Jenny Shelton talks to journalist and author Laura Barnett about her multiverse novel, in which a chance encounter in Cambridge determines the course of two lives
“That we could take one path or another is something that fascinates me,” says Laura Barnett, author of the widely praised The Versions Of Us. It’s her first novel, and follows three versions of a story which begins with a couple meeting in Cambridge in the 1950s. In one, they go for a drink, in the second, they miss each other, and in the third, everything gets rather complicated. It was described by The Guardian as ‘Sliding Doors, except with three stories instead of two; Life After Life, without all the messy deaths’.

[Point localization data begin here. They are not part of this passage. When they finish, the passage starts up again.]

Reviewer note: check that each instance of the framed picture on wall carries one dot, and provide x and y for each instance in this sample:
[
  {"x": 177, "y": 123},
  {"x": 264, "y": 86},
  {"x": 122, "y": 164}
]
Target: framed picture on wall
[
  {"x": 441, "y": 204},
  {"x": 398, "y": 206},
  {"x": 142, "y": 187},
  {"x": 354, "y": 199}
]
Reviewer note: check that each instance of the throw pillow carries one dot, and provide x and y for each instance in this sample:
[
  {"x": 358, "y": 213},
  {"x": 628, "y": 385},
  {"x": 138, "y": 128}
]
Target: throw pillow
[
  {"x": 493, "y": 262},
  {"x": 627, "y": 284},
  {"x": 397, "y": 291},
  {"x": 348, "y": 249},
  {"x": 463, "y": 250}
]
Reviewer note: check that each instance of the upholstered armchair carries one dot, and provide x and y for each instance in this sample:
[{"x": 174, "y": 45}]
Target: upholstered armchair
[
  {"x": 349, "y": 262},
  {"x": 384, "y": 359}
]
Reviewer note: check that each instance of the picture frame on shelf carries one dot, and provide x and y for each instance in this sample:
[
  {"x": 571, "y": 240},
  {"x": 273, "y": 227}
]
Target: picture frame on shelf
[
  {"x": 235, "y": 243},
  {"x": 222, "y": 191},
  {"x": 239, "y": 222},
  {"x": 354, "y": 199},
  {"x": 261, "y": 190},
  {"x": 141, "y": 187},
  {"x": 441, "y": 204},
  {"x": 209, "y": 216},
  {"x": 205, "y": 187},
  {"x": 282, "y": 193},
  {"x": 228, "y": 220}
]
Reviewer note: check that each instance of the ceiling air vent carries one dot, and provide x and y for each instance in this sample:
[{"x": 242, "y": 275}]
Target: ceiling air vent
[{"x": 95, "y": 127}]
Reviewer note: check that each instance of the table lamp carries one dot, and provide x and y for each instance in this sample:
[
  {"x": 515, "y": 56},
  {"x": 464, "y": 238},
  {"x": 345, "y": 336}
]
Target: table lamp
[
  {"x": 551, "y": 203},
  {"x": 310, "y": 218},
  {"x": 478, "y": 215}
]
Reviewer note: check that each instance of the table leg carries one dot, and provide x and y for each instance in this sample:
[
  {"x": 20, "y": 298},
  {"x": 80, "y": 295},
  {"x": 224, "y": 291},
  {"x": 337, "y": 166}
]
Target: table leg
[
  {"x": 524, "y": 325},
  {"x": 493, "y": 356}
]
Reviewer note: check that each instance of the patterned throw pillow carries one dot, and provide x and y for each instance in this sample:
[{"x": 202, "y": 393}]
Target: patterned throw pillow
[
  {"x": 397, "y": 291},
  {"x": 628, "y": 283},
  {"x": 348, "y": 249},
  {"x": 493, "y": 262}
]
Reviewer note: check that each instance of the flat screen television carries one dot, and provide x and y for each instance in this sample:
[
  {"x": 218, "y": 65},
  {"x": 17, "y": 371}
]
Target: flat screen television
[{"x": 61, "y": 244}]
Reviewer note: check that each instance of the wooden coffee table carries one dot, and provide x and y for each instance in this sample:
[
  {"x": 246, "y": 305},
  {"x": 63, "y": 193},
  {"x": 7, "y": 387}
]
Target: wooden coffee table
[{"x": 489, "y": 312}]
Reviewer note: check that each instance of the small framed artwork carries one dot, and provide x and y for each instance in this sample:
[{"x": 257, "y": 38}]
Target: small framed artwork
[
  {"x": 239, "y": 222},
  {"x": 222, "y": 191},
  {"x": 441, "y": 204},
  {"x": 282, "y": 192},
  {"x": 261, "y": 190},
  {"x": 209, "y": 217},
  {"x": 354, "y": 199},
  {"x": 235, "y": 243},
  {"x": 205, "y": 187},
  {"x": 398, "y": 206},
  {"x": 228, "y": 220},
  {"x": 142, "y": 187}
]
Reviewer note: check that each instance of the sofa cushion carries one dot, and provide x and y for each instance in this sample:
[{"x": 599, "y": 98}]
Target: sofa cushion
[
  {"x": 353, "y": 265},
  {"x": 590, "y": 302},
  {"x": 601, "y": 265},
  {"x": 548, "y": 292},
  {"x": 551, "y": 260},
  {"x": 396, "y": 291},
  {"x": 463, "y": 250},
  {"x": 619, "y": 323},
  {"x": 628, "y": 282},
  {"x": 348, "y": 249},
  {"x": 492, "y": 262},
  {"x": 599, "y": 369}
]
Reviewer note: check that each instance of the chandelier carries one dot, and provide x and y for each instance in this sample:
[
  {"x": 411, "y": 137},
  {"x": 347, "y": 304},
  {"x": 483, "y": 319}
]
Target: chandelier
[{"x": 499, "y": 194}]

“I loved Life After Life,” laughs Laura when I tell her. “I was about halfway through The Versions Of Us when it came out, and I had initial worries about them being too similar. So I didn’t read it until I’d finished mine. And I loved Sliding Doors as a teenager: that idea of this crossroads where we could become one of so many people.”
Does she believe in fate?
She pauses. “I don’t… in the classic sense of predestination. The idea that our lives are already mapped out is so depressing. I believe in us being self-determining, but I also believe in things working out as they should. So perhaps I just want to have my cake and eat it.

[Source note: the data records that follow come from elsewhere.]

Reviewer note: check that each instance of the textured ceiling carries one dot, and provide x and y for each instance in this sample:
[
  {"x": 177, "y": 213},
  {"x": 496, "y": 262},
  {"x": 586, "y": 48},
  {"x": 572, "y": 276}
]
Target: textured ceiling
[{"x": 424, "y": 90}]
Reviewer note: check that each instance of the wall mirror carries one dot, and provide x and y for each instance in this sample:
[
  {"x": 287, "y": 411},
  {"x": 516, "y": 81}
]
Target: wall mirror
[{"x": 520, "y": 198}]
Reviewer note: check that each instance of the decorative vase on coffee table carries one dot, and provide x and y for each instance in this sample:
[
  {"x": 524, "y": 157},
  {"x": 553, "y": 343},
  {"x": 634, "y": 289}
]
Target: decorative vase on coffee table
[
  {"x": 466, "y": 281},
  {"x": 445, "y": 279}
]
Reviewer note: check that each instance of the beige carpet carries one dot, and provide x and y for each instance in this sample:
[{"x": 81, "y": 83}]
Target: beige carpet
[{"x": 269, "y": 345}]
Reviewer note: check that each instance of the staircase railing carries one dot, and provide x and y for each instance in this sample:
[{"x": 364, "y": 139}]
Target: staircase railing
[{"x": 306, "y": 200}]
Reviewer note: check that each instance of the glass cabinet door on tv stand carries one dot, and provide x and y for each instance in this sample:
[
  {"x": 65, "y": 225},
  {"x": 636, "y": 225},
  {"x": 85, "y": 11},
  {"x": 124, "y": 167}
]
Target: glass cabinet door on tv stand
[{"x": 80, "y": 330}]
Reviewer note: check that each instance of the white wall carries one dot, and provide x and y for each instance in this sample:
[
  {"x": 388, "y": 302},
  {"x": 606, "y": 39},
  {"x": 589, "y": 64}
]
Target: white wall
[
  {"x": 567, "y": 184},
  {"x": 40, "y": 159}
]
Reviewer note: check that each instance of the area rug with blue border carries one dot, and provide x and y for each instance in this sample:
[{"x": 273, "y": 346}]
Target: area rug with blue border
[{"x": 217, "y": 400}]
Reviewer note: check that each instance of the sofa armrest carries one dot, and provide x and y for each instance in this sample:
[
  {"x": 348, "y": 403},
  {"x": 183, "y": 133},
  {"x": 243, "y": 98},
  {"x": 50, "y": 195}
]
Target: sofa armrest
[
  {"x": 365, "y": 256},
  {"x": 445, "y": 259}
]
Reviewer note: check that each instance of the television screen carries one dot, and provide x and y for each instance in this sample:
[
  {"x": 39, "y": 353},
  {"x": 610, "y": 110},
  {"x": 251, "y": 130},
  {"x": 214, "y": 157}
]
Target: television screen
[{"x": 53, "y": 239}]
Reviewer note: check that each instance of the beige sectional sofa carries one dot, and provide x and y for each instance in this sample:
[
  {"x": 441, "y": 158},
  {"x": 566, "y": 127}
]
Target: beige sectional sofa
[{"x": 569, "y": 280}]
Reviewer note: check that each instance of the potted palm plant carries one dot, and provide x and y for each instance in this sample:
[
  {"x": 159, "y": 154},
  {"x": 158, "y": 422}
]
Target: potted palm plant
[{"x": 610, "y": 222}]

“My husband does believe in fate, though, so it’s difficult for me to say I don’t believe in it because it sounds like I’m saying I don’t think we should be together!”

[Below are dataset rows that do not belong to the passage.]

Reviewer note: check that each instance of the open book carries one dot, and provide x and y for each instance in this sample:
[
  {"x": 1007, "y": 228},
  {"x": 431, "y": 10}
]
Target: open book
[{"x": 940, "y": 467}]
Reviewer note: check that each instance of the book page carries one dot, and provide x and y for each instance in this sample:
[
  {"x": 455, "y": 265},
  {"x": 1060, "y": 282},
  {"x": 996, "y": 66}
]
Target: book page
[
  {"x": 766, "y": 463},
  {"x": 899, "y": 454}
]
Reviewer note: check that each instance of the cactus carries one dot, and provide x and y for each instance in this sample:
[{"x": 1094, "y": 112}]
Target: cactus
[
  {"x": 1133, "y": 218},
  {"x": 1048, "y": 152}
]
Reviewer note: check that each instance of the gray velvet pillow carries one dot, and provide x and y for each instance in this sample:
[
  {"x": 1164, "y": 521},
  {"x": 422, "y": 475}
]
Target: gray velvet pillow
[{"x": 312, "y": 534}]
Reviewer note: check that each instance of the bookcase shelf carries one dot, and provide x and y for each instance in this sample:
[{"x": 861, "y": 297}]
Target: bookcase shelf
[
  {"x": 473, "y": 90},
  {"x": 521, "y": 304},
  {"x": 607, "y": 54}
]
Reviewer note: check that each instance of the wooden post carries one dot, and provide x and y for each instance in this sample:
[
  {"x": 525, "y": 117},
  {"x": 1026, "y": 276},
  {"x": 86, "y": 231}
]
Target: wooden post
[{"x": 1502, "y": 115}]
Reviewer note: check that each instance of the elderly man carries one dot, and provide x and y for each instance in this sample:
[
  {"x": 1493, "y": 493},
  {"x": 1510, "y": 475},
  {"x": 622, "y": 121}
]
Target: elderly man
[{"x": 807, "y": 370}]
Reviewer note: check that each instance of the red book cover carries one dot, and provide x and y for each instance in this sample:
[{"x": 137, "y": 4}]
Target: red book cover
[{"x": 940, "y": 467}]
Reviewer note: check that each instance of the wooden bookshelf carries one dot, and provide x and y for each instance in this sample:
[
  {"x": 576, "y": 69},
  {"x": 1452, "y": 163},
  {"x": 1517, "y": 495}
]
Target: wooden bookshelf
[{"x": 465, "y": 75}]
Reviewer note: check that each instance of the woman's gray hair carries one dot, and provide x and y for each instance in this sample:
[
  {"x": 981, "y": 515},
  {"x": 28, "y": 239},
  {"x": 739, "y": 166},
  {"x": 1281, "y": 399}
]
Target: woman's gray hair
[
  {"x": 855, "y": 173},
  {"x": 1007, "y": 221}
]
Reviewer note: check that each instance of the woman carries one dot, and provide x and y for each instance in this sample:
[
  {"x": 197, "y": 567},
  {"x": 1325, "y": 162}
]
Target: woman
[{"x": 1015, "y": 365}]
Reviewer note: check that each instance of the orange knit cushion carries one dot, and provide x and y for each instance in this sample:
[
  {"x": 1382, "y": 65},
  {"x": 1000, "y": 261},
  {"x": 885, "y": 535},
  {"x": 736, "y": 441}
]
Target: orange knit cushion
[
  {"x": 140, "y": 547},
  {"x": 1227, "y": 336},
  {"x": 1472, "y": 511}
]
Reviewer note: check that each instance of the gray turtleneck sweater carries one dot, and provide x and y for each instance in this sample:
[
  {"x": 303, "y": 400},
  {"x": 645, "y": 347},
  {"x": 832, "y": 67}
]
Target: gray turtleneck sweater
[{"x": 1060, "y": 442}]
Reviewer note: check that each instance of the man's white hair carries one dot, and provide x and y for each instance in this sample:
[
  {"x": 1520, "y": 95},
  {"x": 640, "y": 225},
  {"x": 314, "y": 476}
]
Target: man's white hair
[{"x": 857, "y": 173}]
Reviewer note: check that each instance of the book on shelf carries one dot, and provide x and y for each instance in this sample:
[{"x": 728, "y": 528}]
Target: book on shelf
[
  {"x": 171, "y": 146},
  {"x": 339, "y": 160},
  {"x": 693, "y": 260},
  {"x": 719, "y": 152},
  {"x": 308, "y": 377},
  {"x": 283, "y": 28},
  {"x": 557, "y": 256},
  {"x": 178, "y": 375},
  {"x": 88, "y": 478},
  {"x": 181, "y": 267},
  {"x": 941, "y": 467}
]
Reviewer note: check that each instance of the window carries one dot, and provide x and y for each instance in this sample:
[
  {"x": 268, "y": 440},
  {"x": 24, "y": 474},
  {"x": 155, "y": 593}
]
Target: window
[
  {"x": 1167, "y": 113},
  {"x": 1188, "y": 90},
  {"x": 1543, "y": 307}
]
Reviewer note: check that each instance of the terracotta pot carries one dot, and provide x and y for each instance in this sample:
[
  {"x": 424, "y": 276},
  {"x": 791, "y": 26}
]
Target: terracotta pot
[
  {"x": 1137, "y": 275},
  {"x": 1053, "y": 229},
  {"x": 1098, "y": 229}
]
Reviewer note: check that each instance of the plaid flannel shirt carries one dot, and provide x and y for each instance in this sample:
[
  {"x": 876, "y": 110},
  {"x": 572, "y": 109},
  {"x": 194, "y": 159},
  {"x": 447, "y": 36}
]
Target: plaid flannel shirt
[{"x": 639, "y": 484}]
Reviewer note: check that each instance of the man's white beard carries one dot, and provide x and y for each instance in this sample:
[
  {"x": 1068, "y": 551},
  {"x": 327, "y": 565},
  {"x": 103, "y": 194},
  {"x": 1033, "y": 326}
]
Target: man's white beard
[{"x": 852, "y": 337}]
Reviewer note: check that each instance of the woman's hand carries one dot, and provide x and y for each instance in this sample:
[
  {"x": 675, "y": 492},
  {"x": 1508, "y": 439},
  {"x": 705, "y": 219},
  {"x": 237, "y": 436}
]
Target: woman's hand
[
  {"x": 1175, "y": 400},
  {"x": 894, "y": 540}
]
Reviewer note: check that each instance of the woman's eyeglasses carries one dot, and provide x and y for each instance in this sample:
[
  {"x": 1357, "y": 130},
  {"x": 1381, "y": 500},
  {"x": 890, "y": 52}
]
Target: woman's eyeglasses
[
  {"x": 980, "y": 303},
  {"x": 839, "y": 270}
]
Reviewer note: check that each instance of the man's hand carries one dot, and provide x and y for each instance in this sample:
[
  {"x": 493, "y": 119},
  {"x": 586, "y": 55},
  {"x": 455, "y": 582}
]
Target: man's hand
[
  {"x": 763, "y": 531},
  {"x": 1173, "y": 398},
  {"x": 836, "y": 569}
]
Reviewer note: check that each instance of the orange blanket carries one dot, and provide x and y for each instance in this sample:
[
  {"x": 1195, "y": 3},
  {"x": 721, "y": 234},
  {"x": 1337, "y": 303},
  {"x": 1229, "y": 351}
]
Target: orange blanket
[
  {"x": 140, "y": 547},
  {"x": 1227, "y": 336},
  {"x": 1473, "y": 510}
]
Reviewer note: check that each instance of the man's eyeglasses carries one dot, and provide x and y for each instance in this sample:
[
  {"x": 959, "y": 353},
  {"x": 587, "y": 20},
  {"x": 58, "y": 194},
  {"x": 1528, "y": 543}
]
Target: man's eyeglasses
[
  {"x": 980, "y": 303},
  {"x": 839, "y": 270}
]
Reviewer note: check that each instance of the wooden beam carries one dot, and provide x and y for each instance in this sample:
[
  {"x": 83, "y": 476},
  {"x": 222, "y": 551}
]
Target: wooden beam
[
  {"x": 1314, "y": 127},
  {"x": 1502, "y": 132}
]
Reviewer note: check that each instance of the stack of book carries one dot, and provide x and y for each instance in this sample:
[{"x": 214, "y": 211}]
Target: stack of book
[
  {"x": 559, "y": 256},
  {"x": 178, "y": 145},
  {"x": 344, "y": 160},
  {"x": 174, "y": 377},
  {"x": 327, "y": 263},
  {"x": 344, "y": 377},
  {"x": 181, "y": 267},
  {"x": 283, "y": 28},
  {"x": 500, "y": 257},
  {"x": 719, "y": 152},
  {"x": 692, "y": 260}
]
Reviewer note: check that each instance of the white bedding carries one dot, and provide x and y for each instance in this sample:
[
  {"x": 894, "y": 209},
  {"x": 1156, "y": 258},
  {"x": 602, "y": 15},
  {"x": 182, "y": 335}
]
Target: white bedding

Laura met her husband at a party in Edinburgh. “There were a million reasons why either of us might not have gone,” she reflects. “It was a massive ‘what if’ moment. He walked in, I said hello, and we began a conversation which we’re still having now. We clicked straight away.”
Cambridge is the launchpad for the story, and where Laura spent her student years, reading modern languages and “spending far too much time and money in La Raza, drinking strawberry margaritas”.
“The city means a lot to me; it’s the place where I became an adult. Cambridge sprung to mind immediately for the setting, because, like any university city, it’s a place where lots of people are brought together and hugely important relationships can be formed. I have very fond memories of it.”
Laura spent time researching Cambridge in the 50s, 60s and 70s, imagining the city as her characters would have known it.
“There’s an important moment when Eva and Jim see each other outside Heffers, which I imagined as being on Trinity Street. But it used to be on Petty Cury in the 70s, when it was still a medieval street. I’m glad I checked, because that would’ve been a massive error!
“I also got a copy of the Newnham College rule book from 1957 because I needed to know what the reaction would’ve been if a student fell pregnant in the 50s. Back then, it would have been the end of your time as a student.”
Publishing her first novel, says Laura, is “the fulfilment of a lifelong ambition”.
She adds: “One of the questions I always ask as a journalist is whether people read their reviews, and I do read mine. They’ve been wonderful, with the odd exception – I don’t expect everyone to love what I do. But it’s the most wonderful feeling knowing everything you wanted to communicate has been understood.”
Keep a look out for this budding new talent: you might be seeing her work on the small screen soon. “I’m working on my next novel, Greatest Hits, and The Versions Of Us has been optioned for television, so I’m working with Trademark Films who made Shakespeare in Love and Parade’s End. We’re talking to screenwriters and hoping that’ll get off the ground soon.”
The Versions of Us, by Laura Barnett, is out now in hardback, £12.99.